In fin dei conti è troppo facile prendersela con Storace. E’ l’unico, degli ‘ex big’, che da mesi canta solitario la canzone dell’Unità. Non si tratta di un inno al quotidiano fondato da Antonio Gramsci, ma di un’ode rivolta a quella ‘destra’ che c’era un tempo, quella che lui e tanti altri, il capriolatore Gianfry in primis, hanno distrutto coi loro capolavori politici. Trovo encomiabile che, comunque, riesca a condire i suoi ripetuti appelli con la grinta e la tenacia che l’ha sempre caratterizzato. Ma finisce sempre per deludermi.
E’ evidente che sia un vero sentimentale e negli ultimi mesi ha ritrovato due vecchi amori.
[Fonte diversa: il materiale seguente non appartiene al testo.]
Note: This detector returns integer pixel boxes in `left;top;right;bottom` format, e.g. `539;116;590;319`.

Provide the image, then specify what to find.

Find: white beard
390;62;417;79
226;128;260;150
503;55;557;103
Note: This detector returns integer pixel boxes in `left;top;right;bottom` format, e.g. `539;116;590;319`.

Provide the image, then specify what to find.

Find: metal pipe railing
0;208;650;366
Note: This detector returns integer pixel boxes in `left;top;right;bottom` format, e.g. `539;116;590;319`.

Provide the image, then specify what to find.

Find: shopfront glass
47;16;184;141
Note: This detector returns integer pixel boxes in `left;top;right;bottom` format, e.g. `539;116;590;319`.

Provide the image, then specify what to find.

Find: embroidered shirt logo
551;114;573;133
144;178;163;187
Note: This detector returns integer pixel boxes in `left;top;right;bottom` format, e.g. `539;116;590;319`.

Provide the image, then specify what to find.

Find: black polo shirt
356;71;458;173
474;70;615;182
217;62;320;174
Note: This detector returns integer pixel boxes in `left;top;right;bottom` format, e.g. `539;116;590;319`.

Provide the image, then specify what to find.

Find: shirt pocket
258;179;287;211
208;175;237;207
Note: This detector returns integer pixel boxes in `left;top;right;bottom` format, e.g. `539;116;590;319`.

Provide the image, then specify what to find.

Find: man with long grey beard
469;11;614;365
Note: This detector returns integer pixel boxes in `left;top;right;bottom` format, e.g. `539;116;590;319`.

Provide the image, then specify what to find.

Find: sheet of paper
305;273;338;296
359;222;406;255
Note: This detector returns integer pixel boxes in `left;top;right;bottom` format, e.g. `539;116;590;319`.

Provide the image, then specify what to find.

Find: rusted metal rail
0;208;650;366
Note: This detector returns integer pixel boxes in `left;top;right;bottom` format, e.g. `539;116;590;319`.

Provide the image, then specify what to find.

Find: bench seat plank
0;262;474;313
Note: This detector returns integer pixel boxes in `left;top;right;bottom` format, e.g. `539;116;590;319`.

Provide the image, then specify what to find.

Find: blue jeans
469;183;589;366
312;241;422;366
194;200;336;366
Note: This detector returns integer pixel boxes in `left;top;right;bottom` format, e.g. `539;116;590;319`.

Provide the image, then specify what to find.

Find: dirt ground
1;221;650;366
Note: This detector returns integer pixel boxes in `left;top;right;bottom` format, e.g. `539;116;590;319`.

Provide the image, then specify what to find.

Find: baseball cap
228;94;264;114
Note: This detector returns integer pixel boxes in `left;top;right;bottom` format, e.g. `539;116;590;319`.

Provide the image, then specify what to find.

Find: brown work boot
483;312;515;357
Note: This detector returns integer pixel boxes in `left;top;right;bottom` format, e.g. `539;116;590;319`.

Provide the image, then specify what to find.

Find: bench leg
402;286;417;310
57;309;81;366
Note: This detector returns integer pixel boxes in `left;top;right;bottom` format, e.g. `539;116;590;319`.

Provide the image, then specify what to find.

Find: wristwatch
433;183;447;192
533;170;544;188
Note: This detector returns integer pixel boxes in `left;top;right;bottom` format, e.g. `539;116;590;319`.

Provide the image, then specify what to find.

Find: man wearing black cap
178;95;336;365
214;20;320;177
Da quando ha fatto diventare il suo partito, La Destra, un satellite di Forza Italia, ha ritrovato una lieta intesa con Maurizio Gasparri, che l’ha anche invitato a parlare (unico poliico esterno a FI) nella festa dei ‘giovani azzurri’ in Puglia, e riconoscente non perde occasione per ringraziarlo pubblicamente: «in Forza Italia il solo Gasparri sembra avere ancora la voglia di battersi per i nostri comuni valori».
Più recentemente, si è commosso per la telefonata di Fini, che ha solidarizzato per l’infame processo che sta subendo per vilipendio del Capo dello Stato e da quel momento gli riserva tante carinerie, arrivando anche a scrivere righe strappalacrime: «…da lontano Fini guarda le macerie che ha lasciato. Certo, con i suoi errori, ma senza di lui è andata ancora peggio, questa è la realtà». Ma i primi amori non si scordano mai, tanto da fargli scrivere, inserendosi nella feroce polemica su twitter proprio tra Fini e Gasparri, «io non dimentico il leader». Facile capire a chi si riferisse.
Eppure, sembrerebbe partire con le migliori intenzioni, fotografando la tristezza del momento vissuto dai resti di quella citata ed abusata Comunità, che viene da lontano: «Il movimento della Meloni, Fratelli d’Italia, non riesce ancora a decollare perché non dà l’idea di volersi unire ad altri; Ncd con le ovvie difficoltà per chi ha un’anima di destra a stare in un partito alleato con la sinistra… Vivo la realtà della Regione Lazio: io sono capogruppo de La Destra; Giancarlo Righini lo è per Fratelli d’Italia; Luca Gramazio guida il gruppo di Forza Italia e Pietro Di Paolo quello di Ncd. Quasi fosse uno scherzo, c’è pure la lista Zingaretti ad essere guidata da un ex-An, Michele Baldi. Tutto questo è insopportabile». Condivisibile.
Storace conquistò fama e notorietà quando fu il brioso e fantasioso addetto stampa di Fini ed effettivamente inventò un personaggio, strappandolo dal grigiore che lo caratterizzava. Lo portò frequentemente alla ribalta della cronaca politica nazionale, facendolo diventare uno dei principali protagonisti del centrodestra, forte di un consenso che oggi viene vissuto come un sogno probabilmente irripetibile. Insomma, un abilissimo comunicatore, o almeno così tutti abbiamo finora creduto. Infatti, leggendo gli ‘scivoloni comunicativi’ che sta compiendo negli ultimi mesi, vien da chiedersi chi oggi lo consigli o se, perdendo visibilità nello scenario nazionale, abbia perso anche la stoffa di un tempo.
Sospetto fortificato da alcune domande che, seppure si sia affrettato a precisare siano fatte «senza disegni altri, ma solo per voglia di capire e discutere su che fine deve fare questa comunità», lasciano perplessi e dubbiosi: «Se le colpe sono state di Fini, perché senza Fini non ci si riesce ad unire? Senza Fini, siamo più compatti o meno compatti? Se il ‘traditore’ era lui, perché senza il ‘traditore’i ‘puri’ non riescono a marciare uniti? Vuoi vedere che alla fine era l’unico leader capace di tenerci insieme?».
Recentemente, avevo già proposto a Storace 10 domande, alle quali ha legittimamente deciso di non rispondere ed effettivamente perché mai avrebbe dovuto farlo, visto che non sono né un intellettuale di fama, né un dirigente politico di vertice, né un militante del suo partito?
Perciò, mi limito a proporne una sola, rivolta a chi avrà voglia e tempo di cimentarsi: perché ha tutta questa ansia di riciclare o riabilitare il capriolatore Gianfry?

P.S. = I brani virgolettati sono tratti dall’editoriale di oggi sul Giornale d’Italia.